SAUVAGEON

Prononciation : sô-va-jon
Nature : s. m.

1Arbre venu spontanément, dans les bois, dans les haies, de pepins ou de noyaux de fruits sauvages ; les rameaux en sont presque toujours armés d'épines, et les fruits ont trop d'âpreté pour être bons à manger.
Ce n'est pas qu'il y ait aucune de ces bonnes et nouvelles espèces qui ne soit originairement issue d'un sauvageon , BUFF. , 7e ép. nat. Oeuv. t. XII, p. 359
Cultivés, protégés par vos secours propices, Ces jeunes sauvageons croîtront sous vos auspices , DELILLE , Hom. des ch. Var. et add. ch. I Fig.
Vous condamnez cette proposition-ci : l'homme d'esprit sait que les hommes sont ce qu'ils doivent être, que toute haine contre eux est injuste, qu'un sot porte des sottises comme un sauvageon porte des fruits amers ; ah ! sauvageons de l'école, vous persécutez un homme parce qu'il ne vous hait pas , VOLT. , Dict. phil. Homme.
2Terme de jardinage.

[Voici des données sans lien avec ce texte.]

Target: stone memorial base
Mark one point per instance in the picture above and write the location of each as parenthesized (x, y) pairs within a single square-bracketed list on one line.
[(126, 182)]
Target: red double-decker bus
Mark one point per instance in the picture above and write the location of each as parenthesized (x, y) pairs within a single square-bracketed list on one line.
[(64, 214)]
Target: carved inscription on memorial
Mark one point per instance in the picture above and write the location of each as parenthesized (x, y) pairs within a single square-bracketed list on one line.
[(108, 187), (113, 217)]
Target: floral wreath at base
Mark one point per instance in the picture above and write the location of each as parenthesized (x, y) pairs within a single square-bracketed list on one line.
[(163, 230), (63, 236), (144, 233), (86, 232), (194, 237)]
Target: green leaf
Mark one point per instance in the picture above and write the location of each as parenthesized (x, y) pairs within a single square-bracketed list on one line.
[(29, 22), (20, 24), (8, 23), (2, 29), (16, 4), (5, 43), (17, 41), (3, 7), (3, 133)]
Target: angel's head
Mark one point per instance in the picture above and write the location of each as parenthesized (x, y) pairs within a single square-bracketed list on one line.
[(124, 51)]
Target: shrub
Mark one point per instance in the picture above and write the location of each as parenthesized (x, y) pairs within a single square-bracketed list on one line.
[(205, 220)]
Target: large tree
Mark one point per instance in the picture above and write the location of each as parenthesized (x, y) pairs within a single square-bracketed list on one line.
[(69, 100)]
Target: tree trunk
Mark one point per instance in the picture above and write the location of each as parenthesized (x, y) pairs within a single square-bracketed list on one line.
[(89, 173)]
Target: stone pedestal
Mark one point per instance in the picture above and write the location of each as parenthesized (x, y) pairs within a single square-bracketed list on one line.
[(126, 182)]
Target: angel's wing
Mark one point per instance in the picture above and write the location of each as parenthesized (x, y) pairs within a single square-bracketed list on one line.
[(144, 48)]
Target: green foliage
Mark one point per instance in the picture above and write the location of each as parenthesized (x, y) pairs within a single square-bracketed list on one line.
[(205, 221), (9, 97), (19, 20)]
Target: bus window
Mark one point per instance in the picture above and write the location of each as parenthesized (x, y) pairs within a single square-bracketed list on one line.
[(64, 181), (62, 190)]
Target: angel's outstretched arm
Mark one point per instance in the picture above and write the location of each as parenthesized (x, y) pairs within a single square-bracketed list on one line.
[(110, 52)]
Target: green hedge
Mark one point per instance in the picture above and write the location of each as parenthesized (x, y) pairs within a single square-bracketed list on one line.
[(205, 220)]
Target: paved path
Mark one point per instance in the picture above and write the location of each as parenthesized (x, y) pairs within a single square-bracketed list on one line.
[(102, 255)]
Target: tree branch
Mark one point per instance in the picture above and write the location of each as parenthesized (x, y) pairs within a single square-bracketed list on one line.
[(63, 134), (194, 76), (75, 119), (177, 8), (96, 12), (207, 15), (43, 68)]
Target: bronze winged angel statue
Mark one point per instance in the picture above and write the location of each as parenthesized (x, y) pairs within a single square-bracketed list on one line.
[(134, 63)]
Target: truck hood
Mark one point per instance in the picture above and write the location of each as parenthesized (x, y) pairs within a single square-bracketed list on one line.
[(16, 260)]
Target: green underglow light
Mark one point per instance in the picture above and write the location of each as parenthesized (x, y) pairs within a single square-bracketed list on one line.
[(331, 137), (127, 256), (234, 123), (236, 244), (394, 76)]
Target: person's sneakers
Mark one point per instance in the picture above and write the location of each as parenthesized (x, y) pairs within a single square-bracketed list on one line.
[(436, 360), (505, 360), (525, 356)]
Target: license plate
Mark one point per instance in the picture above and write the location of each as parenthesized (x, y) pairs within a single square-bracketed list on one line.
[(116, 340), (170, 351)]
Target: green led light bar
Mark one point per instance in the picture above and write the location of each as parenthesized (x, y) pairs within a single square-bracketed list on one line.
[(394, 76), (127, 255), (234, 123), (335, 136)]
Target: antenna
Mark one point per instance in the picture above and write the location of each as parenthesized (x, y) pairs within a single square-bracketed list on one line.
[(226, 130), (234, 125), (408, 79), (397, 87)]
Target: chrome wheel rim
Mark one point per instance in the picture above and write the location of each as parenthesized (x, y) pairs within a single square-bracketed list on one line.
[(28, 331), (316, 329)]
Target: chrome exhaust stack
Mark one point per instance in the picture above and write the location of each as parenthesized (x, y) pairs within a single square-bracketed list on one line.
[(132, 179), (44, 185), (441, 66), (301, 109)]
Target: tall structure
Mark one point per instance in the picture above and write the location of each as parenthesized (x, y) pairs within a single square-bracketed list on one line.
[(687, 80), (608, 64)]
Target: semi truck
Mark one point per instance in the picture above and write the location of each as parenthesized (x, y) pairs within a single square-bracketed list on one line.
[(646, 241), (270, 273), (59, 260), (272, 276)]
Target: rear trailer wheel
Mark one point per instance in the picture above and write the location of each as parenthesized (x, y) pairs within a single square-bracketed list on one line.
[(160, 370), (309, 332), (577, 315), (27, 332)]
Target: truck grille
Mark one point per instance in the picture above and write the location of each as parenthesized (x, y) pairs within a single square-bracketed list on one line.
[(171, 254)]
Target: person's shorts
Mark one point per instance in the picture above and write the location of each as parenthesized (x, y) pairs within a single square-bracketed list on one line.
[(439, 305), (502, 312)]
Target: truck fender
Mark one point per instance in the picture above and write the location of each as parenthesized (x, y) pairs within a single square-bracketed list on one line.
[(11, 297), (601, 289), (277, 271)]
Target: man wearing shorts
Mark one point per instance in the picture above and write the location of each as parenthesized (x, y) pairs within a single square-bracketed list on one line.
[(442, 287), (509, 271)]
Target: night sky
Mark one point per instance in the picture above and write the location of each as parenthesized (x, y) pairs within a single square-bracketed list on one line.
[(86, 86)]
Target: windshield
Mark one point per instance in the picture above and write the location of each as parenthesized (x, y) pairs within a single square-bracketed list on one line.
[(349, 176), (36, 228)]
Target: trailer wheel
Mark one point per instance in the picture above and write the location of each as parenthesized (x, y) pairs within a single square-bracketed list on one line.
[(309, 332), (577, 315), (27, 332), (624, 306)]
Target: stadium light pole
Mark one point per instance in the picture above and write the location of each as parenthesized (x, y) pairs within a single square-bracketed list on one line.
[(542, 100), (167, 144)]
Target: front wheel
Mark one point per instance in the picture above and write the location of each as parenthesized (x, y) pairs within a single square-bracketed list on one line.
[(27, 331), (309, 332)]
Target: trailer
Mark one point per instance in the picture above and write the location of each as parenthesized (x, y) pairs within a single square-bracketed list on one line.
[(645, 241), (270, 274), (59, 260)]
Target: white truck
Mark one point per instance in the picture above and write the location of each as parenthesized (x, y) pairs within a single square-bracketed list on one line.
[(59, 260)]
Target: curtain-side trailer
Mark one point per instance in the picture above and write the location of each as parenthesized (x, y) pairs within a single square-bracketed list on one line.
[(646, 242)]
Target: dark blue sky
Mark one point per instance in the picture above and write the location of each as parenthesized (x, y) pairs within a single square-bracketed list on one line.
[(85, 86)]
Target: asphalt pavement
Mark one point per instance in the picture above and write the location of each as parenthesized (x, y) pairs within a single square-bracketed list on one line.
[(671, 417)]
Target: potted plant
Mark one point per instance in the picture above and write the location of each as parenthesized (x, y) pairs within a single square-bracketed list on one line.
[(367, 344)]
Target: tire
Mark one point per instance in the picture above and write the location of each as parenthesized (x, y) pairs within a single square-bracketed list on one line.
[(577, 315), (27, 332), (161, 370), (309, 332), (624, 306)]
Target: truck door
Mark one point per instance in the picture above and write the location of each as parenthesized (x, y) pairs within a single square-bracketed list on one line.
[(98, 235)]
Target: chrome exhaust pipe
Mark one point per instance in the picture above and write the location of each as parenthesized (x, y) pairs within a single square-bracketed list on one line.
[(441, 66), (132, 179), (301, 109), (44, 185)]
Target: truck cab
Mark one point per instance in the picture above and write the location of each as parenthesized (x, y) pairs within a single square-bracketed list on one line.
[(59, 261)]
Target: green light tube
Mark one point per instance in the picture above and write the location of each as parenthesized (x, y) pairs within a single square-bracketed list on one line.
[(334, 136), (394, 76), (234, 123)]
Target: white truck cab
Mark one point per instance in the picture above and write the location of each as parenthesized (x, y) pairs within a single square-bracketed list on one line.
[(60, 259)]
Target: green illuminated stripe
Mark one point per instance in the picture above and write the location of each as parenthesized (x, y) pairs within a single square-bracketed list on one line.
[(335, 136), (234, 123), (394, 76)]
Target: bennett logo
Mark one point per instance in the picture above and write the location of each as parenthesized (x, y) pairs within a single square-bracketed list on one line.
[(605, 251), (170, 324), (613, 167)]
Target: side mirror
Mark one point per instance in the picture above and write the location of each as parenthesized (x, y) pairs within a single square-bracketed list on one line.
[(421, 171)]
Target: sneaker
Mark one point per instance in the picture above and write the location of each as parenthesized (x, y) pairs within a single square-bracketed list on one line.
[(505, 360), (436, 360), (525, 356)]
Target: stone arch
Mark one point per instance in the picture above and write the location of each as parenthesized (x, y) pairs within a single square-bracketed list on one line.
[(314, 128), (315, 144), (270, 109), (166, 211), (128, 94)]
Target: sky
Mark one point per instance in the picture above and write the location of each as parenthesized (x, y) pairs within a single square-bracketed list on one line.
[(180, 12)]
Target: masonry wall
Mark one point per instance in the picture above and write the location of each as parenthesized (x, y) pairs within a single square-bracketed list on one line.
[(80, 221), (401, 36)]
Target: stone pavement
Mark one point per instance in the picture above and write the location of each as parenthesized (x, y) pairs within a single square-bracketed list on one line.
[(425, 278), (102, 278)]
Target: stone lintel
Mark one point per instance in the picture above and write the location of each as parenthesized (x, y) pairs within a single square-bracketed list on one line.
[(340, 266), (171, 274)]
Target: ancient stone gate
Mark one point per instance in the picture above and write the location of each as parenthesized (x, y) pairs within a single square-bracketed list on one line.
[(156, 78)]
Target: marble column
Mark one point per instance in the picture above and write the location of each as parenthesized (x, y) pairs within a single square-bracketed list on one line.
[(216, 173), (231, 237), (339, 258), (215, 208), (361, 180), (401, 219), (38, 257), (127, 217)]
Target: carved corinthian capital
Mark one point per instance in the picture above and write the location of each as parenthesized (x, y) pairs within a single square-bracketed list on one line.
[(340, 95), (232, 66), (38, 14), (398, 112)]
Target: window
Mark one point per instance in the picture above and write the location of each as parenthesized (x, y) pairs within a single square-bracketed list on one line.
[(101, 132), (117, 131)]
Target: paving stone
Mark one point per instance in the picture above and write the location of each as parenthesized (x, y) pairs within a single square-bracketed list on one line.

Tout arbre qui n'a pas été greffé, et qui peut servir de sujet pour la greffe.
J'avais un arbuste inutile Qui languissait dans mon canton, Un beau jardinier de la ville Vient de greffer mon sauvageon , VOLT. , Lett. en vers et en prose, 148 Fig.
Vous faites le plongeon, Petit noble à nasarde, enté sur sauvageon , REGNARD , le Joueur, III, 11
C'est-à-dire que sa coquetterie est entée sur un sauvageon de vertu , LEGRAND , Épreuve récip. sc. 1
3Adj. Fig.
On entrevoit en quoi Diderot tenait d'elle [sa soeur] et en quoi il en différait : elle était la branche restée rude et sauvageonne, lui le rameau greffé, cultivé et adouci, épanoui , SAINTE-BEUVE , dans le Dict. de DOCHEZ.
XIVe s.
Avec ce a esté compaignon de prendre quatre sauvargons aux champs, lesquels il planta ou jardin de l'ostel là où il demouroit , DU CANGE , sylvaticus.
XVIe s.
Et comment le sçaurois je, dis je, qui n'entend ny en quelle terre il faut planter.... ny de quelle grandeur les sauvageons doibvent estre... ? , LA BOÉTIE , 241
Sauvage. O. de Serres dit sauvageau.